Em Contagem, o banco apoia a modernização da administração municipal por meio do PMAT, com operação de R$ 49,5 milhões voltada a gestão e infraestrutura digital, governo digital, cidades inteligentes e serviços sociais.
Na indústria, a Uberlândia Refrescos, franqueada da Coca-Cola, recebeu R$ 102 milhões para implantar uma linha de envase de bebidas em garrafa PET totalmente digitalizada. Em Ouro Preto, a Gerdau obteve R$ 566 milhões para a construção de um mineroduto entre a Mina de Miguel Burnier e a unidade de produção de aço em Ouro Branco, além de um rejeitoduto de 10 quilômetros e um centro de reciclagem de sucata em Pindamonhangaba, em São Paulo.

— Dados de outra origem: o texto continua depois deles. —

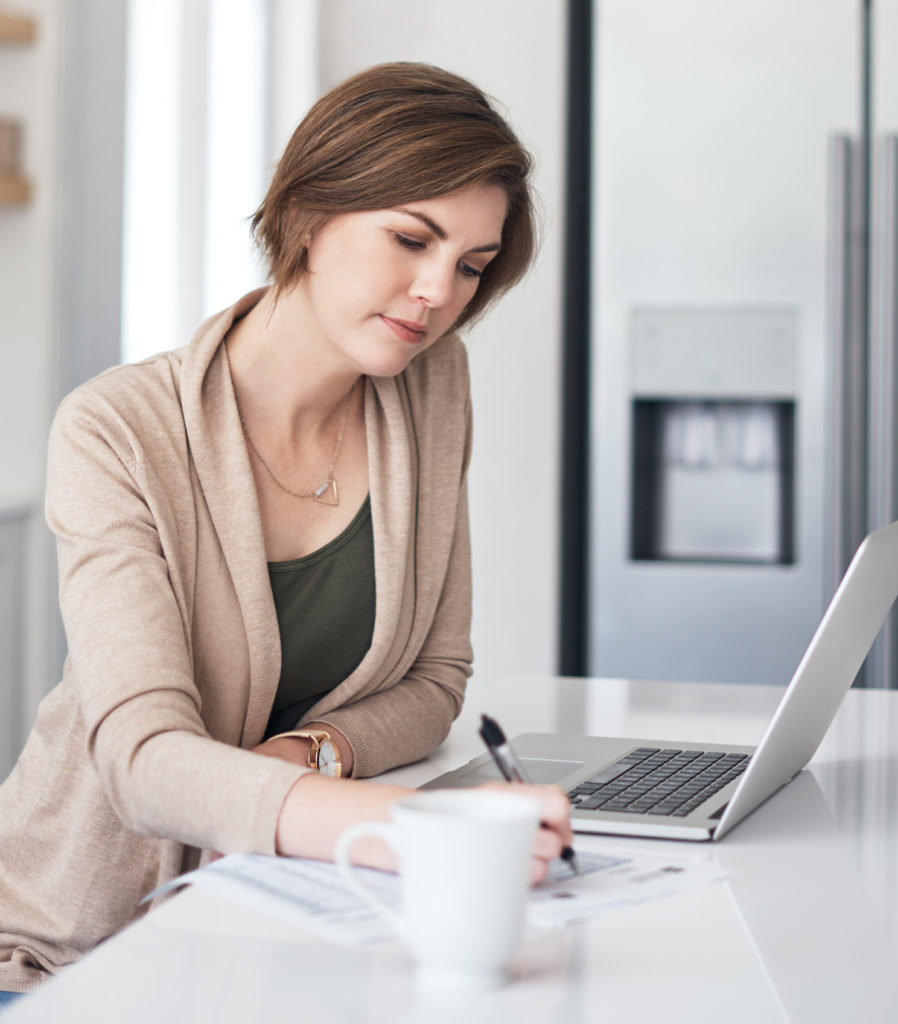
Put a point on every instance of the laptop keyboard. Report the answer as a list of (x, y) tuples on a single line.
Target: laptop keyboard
[(651, 780)]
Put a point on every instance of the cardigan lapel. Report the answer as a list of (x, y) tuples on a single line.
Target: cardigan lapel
[(225, 475), (221, 463)]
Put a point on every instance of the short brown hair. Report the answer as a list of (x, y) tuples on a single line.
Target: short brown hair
[(393, 134)]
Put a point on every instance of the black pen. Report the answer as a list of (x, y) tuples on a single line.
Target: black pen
[(512, 770)]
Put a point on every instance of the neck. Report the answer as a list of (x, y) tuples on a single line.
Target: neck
[(282, 382)]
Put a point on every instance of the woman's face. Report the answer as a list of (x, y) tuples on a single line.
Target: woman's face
[(384, 285)]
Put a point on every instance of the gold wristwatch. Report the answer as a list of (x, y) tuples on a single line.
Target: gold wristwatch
[(324, 755)]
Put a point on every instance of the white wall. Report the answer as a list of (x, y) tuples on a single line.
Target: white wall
[(30, 78), (513, 49)]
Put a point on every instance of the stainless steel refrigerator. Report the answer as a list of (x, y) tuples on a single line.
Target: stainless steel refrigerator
[(744, 256)]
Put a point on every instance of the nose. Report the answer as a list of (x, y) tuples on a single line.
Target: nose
[(434, 283)]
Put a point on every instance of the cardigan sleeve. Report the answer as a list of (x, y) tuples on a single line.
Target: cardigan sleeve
[(127, 626)]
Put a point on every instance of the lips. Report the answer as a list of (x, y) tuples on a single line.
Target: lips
[(408, 331)]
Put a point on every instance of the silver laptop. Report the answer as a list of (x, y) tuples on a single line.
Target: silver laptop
[(694, 792)]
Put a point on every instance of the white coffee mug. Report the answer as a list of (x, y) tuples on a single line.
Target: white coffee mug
[(465, 862)]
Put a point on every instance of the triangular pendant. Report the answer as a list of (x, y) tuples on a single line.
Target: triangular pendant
[(327, 494)]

Em Extrema, o BNDES financia o plano de inovação e indústria 4.0 do Grupo Multi, com R$ 294,1 milhões destinados à digitalização e integração de processos e sistemas nas unidades de Minas Gerais e Manaus. Entre 2023 e 2025, Minas Gerais teve R$ 2,7 bilhões aprovados no BNDES Mais Inovação – Indústria 4.0, em 1.424 projetos de difusão de máquinas e equipamentos.
O banco também atua na reparação e reconstrução da Bacia do Rio Doce. Somando Minas Gerais e Espírito Santo, as liberações do Fundo Rio Doce ultrapassaram R$ 2,1 bilhões. Ao todo, o BNDES vai gerir R$ 49 bilhões do fundo, com recursos destinados a investimentos sociais, ambientais e estruturantes pelos próximos 22 anos, no âmbito das medidas reparatórias e compensatórias previstas em acordo judicial.